La New Space Economy, ovvero la nuova corsa allo spazio. Per più di un trentennio avevamo smesso di puntare il naso tra le stelle e cercare di arrivarci prima dell’altro, o almeno era questa l’apparenza. Ma ci sbagliavamo di grosso. Per quanto tra gli addetti al settore non risulti affar nuovo, l’impresa di colonizzazione dello spazio non si è mai arrestata...

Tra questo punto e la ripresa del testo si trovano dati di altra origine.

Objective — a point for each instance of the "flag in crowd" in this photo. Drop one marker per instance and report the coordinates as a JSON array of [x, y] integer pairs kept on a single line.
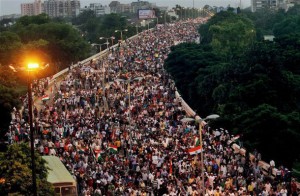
[[113, 148], [194, 150]]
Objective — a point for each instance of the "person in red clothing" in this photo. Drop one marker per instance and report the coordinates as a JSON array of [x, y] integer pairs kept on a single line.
[[46, 150], [294, 187]]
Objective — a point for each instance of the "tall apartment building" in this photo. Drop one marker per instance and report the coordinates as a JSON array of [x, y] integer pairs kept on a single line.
[[31, 9], [97, 8], [62, 8], [257, 5]]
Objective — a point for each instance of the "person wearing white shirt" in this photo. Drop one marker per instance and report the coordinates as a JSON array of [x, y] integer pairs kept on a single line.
[[283, 191]]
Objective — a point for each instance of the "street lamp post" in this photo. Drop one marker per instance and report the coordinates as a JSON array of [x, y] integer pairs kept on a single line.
[[121, 31], [31, 67], [137, 29], [107, 38], [200, 120]]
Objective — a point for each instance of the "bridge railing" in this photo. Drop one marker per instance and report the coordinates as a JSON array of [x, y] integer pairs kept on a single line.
[[265, 167]]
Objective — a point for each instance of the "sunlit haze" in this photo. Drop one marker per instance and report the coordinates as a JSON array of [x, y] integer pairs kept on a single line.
[[14, 6]]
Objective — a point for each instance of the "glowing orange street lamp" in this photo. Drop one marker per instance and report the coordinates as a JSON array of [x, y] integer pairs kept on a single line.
[[31, 67]]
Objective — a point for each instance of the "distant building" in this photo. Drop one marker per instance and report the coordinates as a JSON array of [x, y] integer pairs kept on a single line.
[[98, 9], [135, 6], [62, 8], [257, 5], [32, 9], [117, 7]]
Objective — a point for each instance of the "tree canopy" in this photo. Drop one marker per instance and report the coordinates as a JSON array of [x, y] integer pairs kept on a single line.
[[252, 84]]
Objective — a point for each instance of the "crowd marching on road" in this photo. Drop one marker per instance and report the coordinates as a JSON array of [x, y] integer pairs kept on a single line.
[[116, 125]]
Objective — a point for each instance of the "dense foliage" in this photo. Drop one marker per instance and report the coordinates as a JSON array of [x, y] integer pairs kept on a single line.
[[253, 84], [15, 169]]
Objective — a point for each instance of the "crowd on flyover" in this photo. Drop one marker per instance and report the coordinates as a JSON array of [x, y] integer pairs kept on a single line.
[[117, 126]]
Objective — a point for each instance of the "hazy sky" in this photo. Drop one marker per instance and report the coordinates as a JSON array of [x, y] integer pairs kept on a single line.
[[14, 6]]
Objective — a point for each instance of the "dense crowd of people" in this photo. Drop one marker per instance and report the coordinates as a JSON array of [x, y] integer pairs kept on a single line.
[[117, 126]]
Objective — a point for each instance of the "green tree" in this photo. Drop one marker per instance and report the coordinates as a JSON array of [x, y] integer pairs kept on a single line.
[[15, 169], [7, 102]]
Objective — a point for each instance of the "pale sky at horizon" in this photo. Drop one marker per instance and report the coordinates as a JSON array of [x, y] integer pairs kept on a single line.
[[14, 6]]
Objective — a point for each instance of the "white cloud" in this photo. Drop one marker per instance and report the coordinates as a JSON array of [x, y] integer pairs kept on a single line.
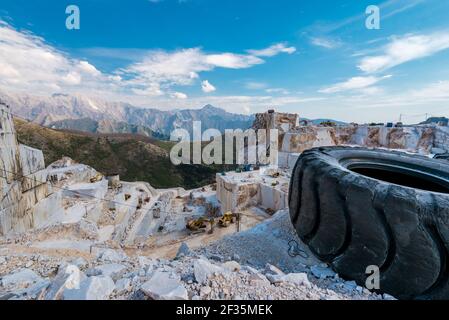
[[154, 90], [179, 95], [404, 49], [252, 85], [183, 67], [273, 50], [28, 63], [207, 87], [354, 84], [325, 43], [278, 90]]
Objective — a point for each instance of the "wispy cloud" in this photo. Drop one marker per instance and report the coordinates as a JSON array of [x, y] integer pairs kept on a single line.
[[389, 9], [404, 49], [27, 62], [354, 83], [326, 43], [273, 50], [207, 87]]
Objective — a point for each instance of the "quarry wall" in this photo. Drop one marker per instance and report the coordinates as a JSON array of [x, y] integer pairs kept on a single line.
[[22, 180]]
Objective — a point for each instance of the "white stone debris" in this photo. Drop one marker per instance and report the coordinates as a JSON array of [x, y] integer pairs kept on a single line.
[[71, 233], [164, 286], [92, 288]]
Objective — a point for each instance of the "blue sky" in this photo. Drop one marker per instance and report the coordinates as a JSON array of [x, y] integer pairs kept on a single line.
[[315, 58]]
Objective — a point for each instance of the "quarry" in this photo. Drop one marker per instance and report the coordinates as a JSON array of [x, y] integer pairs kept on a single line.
[[68, 232]]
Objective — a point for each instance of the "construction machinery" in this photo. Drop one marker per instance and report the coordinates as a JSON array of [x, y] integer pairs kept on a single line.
[[200, 225], [227, 219], [98, 177]]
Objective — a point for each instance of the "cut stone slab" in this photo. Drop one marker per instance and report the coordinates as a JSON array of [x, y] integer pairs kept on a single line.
[[110, 255], [113, 270], [299, 279], [123, 285], [164, 286], [231, 266], [183, 251], [68, 277], [93, 288]]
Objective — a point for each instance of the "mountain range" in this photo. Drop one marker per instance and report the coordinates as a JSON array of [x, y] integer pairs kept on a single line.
[[77, 112]]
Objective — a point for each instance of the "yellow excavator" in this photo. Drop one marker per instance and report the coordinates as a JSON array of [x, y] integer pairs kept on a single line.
[[227, 219], [200, 225]]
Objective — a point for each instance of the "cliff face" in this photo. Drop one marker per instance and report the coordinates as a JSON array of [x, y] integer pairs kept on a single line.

La chiamano New Space Economy. Si legge, in italiano: nuova corsa allo spazio. Perchè per più di un trentennio avevamo smesso di puntare il naso tra le stelle e cercare di arrivarci prima dell’altro, o almeno era questa l’apparenza tra rotocalchi e senso comune. Sembrava quasi che non ci importasse più di esplorare la volta celeste e che l’epopea delle missioni Apollo e Soyuz fosse un evento più-che-passato, archiviato come grande narrazione sportiva. Anno del signore 2020, ci sbagliavamo di grosso.

Per quanto tra gli addetti al settore non risulti affar nuovo, l’impresa di colonizzazione dello spazio non si è mai arrestata. Beninteso, ha sicuramente smesso di fare scalpore in certi termini. Svestiti i panni da primadonna che aveva assunto nel corso della Guerra Fredda, la caccia alle stelle si è ridimensionata in termini più sofisticati. L’antagonismo si è sciolto in collaborazione — vedi il lancio della Stazione Spaziale Internazionale (ISS) nel 1998 — e la collaborazione si è sublimata in un teatro complesso: astronauti, naviganti del cielo europei e americani; cosmonauti, avventurieri dapprima sovietici, poi russi; taikonauti, operatori cinesi, sono tacitamente compagni e rivali in quella che è l’alba di una nuova sfida oltre l’orizzonte.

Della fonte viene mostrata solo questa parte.